However, at the end of the day, Gatiss is playing yet another trick on us – albeit a fascinating one – when he launches his extended mediatations on the hermeneutics of revolutionary theory and the radical Enlightenment. What he’s really up to is a critique of the whole concept of metafiction. By having his characters display a lumpenly obvious and clunky self-awareness of their own historico-mythic quasi-fictionality, he tackles head on the banality of the pop-postmodern obsession with texts which are reflexively self-referential. (There’s also, I believe, an encoded critique of Steven Moffat here… I know he and Gatiss don’t get on.) This ties in with the way in which the functional adequacy of the CGI Troughton implicitly lays bare the limitations of the original actor.

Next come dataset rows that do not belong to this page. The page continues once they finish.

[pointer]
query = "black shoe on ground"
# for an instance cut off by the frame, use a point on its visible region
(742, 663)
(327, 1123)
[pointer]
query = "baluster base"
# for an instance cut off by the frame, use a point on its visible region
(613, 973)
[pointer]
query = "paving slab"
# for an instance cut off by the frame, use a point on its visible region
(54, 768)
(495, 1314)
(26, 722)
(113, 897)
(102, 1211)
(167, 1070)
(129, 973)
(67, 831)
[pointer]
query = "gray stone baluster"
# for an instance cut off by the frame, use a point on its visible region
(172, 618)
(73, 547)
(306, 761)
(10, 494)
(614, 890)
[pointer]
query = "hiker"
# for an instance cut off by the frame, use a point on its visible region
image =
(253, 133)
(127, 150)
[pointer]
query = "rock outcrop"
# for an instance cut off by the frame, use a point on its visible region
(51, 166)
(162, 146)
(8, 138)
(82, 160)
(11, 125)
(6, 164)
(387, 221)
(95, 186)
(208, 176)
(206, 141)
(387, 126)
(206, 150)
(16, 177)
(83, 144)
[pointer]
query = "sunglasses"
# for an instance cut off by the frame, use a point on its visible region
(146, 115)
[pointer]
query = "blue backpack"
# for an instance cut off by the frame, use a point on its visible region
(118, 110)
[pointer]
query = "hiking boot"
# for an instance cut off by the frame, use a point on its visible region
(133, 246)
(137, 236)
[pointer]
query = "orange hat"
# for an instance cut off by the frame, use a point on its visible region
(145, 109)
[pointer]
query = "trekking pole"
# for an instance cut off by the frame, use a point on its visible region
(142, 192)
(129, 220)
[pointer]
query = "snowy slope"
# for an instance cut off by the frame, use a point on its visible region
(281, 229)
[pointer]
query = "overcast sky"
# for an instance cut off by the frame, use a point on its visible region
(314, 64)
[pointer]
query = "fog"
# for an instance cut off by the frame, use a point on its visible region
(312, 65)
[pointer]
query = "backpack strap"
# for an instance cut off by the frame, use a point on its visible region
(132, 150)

Gatiss’ ultimate project for Doctor Who becomes clear in the powerful mix that he creates for ‘Robots of Sherwood’: a subversive political radicalism joined to a total rejection of the strategy of the self-involved and the self-referential.
In this respect, the golden arrow thudding into the chest of the gigantic steampunk Friar Tuck (Colin Baker) is a stroke of brilliance. We know what we’re meant to take from this. Cybermen, ‘The Time Warrior’ and the Sixth Doctor are invoked, only to be shot down. Doctor Who‘s legacy is raided from the rich and given to the poor. Bravo.